I meet the family of A, one of the boys from the town. I hope to get to know them for my writing project. I wanted to write about a family in Jacmel and their trials and tribulations turning it into a bigger writing project. I think after much thought I coincidently ended up at the door of the right people. This is the first Haitan house I have been inside. We go up a one man path of rocks. I see a bedroom and living room and a back room. They ask if I want a tour to see where 20something people sleep, I say no I’m not here to intrude. They don’t eat everyday. His father comes and kisses my cheek. A shares the idea of writing about them. They agree, sister asks me about my pen and paper. I just say I came to get permission tonight and I will return again. I give A a pep talk, he seems to need one. Opportunity is beyond slim. I haven’t seen him for a week, his blues still need healing. I am honored they have agreed to my idea. He writes me later, says thanks for having a dream for me and my family. I still and always will believe everyone has the right to dream. That is why I came here.

Eaten by sharks

I haven’t been going to the beach every day. With the visitors we go to Caye Jacmel. It is farther than the beach that is walking distance from the home. We take the back of a pickup truck. We sit along the beach on plastic tables and chairs. I walk across, I take pictures. We bump into other people we know. I only know the boys and staff at the home and the teachers from the school and a small handful of neighbor boys who live in a tent. Yet everywhere I go we still run into somebody somewhere. I always hear my name. I love the small town feel, I didn’t think 20,000 was small but here everyone knows everyone. I’m always surprised to hear my name. Nobody seems to stay at home in the city. We bump into half the boys from the home and everyone else we know at the beach on the weekend. Small town love it is.

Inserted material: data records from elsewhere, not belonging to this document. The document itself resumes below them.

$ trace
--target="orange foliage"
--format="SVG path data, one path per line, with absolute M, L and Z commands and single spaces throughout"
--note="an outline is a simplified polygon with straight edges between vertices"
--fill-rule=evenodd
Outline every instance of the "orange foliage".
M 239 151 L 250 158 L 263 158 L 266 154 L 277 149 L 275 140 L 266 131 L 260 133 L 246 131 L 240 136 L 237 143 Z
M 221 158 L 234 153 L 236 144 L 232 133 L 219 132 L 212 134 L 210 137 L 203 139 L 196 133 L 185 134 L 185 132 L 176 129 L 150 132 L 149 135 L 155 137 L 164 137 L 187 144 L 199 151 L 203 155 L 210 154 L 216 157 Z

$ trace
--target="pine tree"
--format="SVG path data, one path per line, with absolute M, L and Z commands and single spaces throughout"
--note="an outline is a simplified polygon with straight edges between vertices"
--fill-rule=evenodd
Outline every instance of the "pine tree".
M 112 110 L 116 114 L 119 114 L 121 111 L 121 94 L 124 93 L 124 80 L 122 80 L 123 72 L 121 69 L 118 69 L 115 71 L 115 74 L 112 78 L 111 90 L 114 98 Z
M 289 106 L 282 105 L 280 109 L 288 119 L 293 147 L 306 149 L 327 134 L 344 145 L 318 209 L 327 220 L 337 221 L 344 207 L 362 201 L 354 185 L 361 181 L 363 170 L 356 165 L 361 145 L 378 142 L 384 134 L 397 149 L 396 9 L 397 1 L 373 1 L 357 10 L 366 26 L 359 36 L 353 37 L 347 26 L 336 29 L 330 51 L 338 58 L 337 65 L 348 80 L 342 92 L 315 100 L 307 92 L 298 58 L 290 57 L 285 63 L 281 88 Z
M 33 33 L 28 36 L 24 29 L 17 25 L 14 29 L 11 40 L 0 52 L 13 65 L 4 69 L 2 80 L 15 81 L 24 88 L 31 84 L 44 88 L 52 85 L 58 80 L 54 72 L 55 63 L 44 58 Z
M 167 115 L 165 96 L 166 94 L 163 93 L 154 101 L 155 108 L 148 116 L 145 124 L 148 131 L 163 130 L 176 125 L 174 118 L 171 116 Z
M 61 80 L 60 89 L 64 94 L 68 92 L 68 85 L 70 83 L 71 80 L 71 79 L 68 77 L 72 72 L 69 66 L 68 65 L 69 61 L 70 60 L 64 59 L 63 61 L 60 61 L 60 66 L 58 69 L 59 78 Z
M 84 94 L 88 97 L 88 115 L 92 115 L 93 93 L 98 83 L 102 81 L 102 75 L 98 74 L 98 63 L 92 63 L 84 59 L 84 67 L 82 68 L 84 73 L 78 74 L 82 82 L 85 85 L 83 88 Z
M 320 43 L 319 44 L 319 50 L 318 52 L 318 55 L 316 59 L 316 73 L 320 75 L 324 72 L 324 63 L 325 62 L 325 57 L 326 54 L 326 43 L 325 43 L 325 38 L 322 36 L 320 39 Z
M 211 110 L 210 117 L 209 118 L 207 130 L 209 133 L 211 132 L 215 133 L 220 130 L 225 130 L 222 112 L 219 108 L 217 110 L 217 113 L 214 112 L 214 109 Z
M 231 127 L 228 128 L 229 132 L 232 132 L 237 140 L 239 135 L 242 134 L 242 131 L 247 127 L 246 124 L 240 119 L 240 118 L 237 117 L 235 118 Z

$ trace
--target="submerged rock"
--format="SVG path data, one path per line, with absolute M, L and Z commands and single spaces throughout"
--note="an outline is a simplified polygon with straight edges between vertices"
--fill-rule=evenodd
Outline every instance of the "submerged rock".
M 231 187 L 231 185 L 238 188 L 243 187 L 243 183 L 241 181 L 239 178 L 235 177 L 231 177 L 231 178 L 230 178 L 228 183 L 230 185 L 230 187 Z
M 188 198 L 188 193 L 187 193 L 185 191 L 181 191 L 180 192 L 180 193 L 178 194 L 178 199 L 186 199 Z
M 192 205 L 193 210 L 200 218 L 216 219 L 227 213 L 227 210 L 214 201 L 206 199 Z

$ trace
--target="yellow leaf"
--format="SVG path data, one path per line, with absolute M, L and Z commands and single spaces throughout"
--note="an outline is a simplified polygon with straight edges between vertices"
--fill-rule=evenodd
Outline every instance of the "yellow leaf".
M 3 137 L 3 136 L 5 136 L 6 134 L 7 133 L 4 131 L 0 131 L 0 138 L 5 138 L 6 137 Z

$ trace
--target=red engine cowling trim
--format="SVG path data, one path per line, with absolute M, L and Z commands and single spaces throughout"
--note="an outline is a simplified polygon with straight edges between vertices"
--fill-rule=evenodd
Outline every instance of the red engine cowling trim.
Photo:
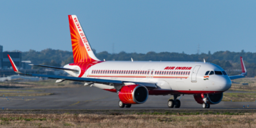
M 103 90 L 107 90 L 110 92 L 117 92 L 117 90 L 115 90 L 115 89 L 103 89 Z
M 138 102 L 134 97 L 134 93 L 137 88 L 144 87 L 146 90 L 146 97 L 143 102 Z M 131 85 L 123 86 L 118 93 L 120 100 L 124 104 L 142 104 L 145 102 L 148 98 L 149 92 L 144 86 L 139 85 Z

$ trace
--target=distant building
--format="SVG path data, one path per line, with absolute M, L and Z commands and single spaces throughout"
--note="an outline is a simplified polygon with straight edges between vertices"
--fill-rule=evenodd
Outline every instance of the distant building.
M 2 68 L 3 63 L 3 46 L 0 46 L 0 68 Z

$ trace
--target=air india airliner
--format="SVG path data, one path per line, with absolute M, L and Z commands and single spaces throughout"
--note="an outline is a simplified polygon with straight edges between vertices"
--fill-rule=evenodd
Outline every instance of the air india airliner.
M 85 85 L 118 93 L 120 108 L 143 104 L 149 95 L 167 95 L 174 97 L 168 100 L 169 108 L 179 108 L 181 101 L 178 97 L 183 95 L 193 95 L 203 108 L 210 108 L 210 105 L 222 100 L 223 92 L 231 87 L 230 80 L 247 75 L 242 57 L 242 74 L 234 76 L 228 76 L 220 66 L 205 61 L 102 61 L 94 55 L 78 17 L 68 15 L 68 21 L 74 63 L 63 68 L 31 65 L 63 70 L 70 76 L 23 73 L 8 55 L 14 72 L 55 79 L 56 82 L 84 82 Z

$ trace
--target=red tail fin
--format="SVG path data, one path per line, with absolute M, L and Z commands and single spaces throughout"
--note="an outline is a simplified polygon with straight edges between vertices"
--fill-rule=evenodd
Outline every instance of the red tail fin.
M 74 63 L 99 61 L 75 15 L 68 15 Z

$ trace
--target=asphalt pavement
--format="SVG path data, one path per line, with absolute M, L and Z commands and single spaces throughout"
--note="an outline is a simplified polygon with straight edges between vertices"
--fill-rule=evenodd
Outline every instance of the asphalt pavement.
M 0 109 L 203 109 L 193 95 L 181 96 L 180 108 L 168 108 L 171 95 L 149 95 L 144 104 L 132 105 L 131 108 L 119 108 L 117 93 L 95 87 L 43 89 L 52 95 L 36 97 L 0 97 Z M 247 105 L 249 107 L 247 108 Z M 243 108 L 245 106 L 245 108 Z M 255 102 L 221 102 L 210 109 L 255 109 Z

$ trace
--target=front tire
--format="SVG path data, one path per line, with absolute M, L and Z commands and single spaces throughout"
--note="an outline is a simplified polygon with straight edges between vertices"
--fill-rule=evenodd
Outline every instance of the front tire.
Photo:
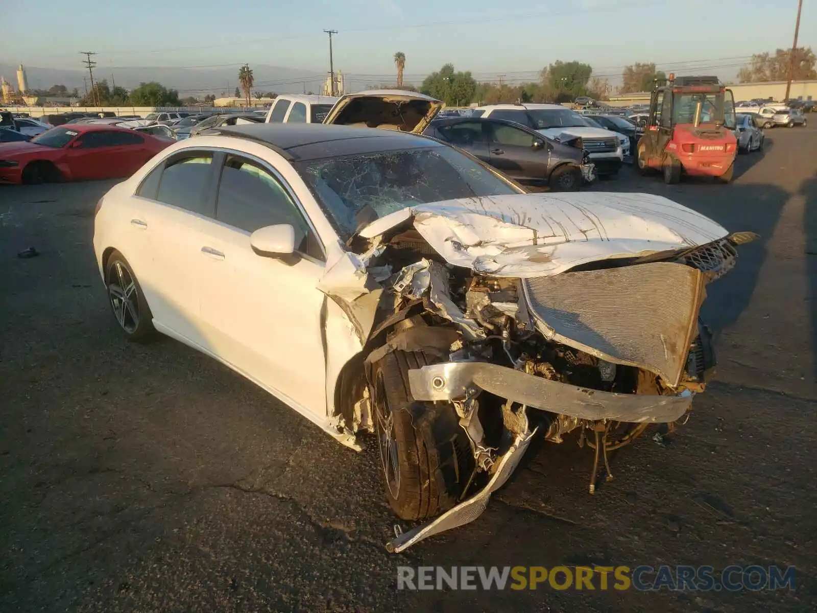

While visitors are in we get 3 meals a day. I’m happy for non Haitan meal and a third meal even, it’s a good change. We hear a local artist at dinner. He plays his guitar and has a folksy voice. His first song is about getting to Florida. He says they’d rather be eaten by the sharks if they get kicked out then return here to Haiti. he says he is not like them, he will never leave beautiful Jacmel. I wonder how many people are like him. I buy his CD.

Feeding the town

Today was the last day of camp. We cooked food for all the students and children who attended and also their parents. It was a family day. After communion and a wonderful closing everyone came to get lunch. I felt like we were feeding the town. I asked why we packed more than 250 boxes, we need more they said. I thought 250 was plenty. People lined up across the dining room leading a sloppy line to the kitchen gate. Boxes lay stacked on the counter, from front to pack piles of 4, two long rows. We distributed food and soda. Lines got crowded, people. We have to feed the camp attendees we tell them, wait wait. People started yelling and demanding. The director sit in the back and smiled. 250 was definitely not enough. We tried to control the crowd. I gave up trying to make one line. The people were still civil. I wonder how many meals they had to eat that week. I wonder how many of them were parents of the students and what the other people were in relation to them. Nobody grabbed food and ran. It was foreplay to a riot, but not riot. If you treat people like animals they will be animals. If you treat people like people they will stay people.